With its small, dispersed settlements, colonial Argentina lacked the great religious art tradition of the populous Perú and Bolivia, which developed their own “schools” of painting and sculpture. Porteño art critic Jorge Glusberg has even argued that the colonial period, “characterized by subordination to the European models currently in vogue,” lasted until the 1940s. Glusberg may underrate some earlier painters and sculptors, but many innovative artists have flourished (if not always financially) since then—in both figurative and abstract modes.
European-trained Prilidiano Pueyrredón (1823–1870) painted landscapes and people of rural Buenos Aires. Eduardo Sívori (1847–1918) and Ernesto de la Cárcova (1866–1927) both displayed concern with social causes such as poverty and hunger.
After losing his right forearm to a grenade in battle against Paraguay, army officer Cándido López (1840–1902) painted more than 50 oils of war scenes with his left hand; more remarkably, his works were not romanticized scenes of combat heroism but vivid landscapes depicting routine activities—ordinary encampments and river crossings, for instance—plus the occasional battle.
Benito Quinquela Martín (1890–1977) portrayed immigrant factory workers and stevedores in his vivid oils of La Boca. The watercolors of Borges’s friend Xul Solar (1887–1963; real name Alejandro Schulz Solari) dealt with esoteric and mystical themes.
The versatile Antonio Berni (1905–1981) worked in painting, drawing, engraving, collage, and sculpture. His socially conscious canvases, such as Juanito Laguna Bañándose entre Latas (Juanito Laguna Bathing in the Trash), have fetched astronomical prices at auction.
Berni, along with Lino Spilimbergo (1896–1964), Juan Carlos Castagnino (1908–1972), Galician-born Manuel Colmeiro (1901–1999), and Demetrio Urruchúa (1902–1978), were part of the Nuevo Realismo (New Realism) movement that created the ceiling murals in Buenos Aires’s Galerías Pacífico shopping center.
When not collaborating on such projects, Spilimbergo specialized in geometric forms, still life, and lighted landscapes.

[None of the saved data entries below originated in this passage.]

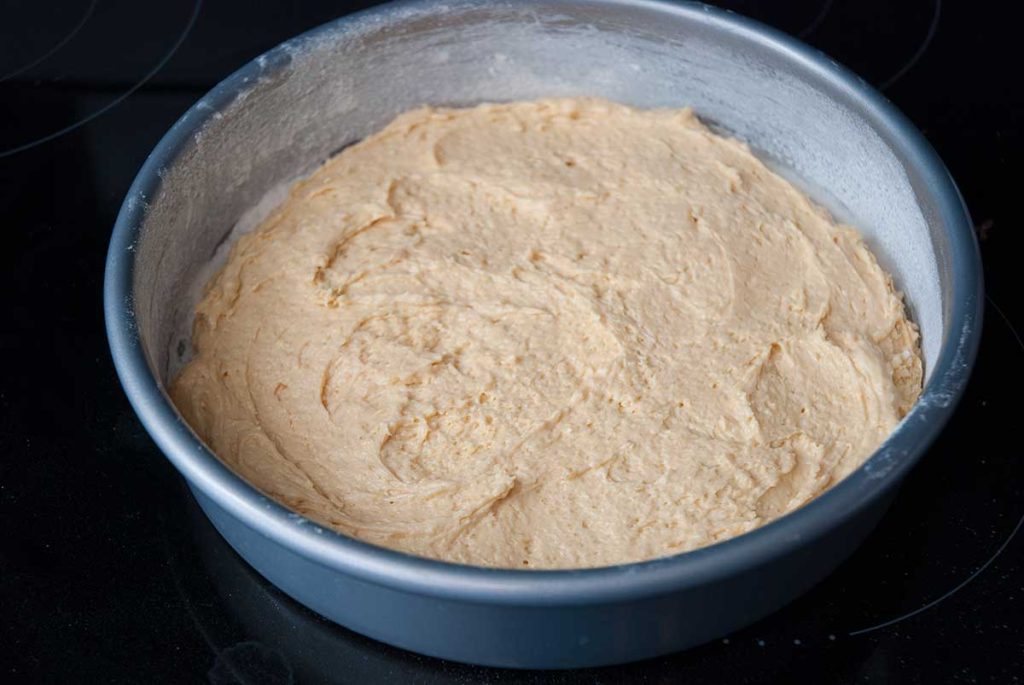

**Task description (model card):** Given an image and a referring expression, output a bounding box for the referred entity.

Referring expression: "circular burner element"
[0,0,96,82]
[0,0,201,157]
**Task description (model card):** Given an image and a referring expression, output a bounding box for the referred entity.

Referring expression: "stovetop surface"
[2,1,1021,683]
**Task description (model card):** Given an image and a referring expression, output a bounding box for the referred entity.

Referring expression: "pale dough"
[171,99,922,569]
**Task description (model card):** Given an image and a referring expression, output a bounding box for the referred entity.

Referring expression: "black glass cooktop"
[2,1,1022,683]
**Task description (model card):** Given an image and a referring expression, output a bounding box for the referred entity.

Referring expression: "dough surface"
[171,99,922,569]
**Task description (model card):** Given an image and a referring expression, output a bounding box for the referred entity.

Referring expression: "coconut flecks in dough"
[171,99,922,569]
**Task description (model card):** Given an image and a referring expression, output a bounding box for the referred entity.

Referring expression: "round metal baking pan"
[105,0,982,668]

Castagnino specialized in rural, even gauchesque, landscapes, while Colmeiro and Urruchúa were both socially oriented painters and muralists.
Modern Argentine painting’s current star, Guillermo Kuitca (born 1960) contrasts small figures with large environments, transforms everyday abstractions such as floor plans and road maps, and creates abstract visual expressions of popular music themes like the antilynching classic “Strange Fruit” and the Rolling Stones’ “Gimme Shelter.”
Buenos Aires is a city of monuments but many, if not most, are pretentious busts of ostensible statesmen and colossal equestrian statues of military men. The Rodin-influenced Rogelio Yrurtia (1879–1950) found better outlets for his talents in statues like his working-class tribute Canto al Trabajo (Ode to Labor), on San Telmo’s Plazoleta Olazábal.
Those who followed Yrurtia have been more daring. León Ferrari (born 1920) created the prescient La Civilización Occidental y Cristiana (Western and Christian Civilization, 1965), a sardonic Vietnam-era work that portrays Christ crucified on a diving F-105. Similarly, Juan Carlos Distéfano (born 1933) blends sculpture and painting in works like El Rey y La Reina (1977), a thinly disguised portrayal of extrajudicial executions carried out by death squads after the 1976 military coup.
Alberto Heredia (1924–2000) mocked the pomposity of monumental public art in El Caballero de la Máscara (The Masked Horseman). The misleading title describes a collage that’s a headless parody of an equestrian statue that ridicules 19th-century strongmen and their contemporary counterparts.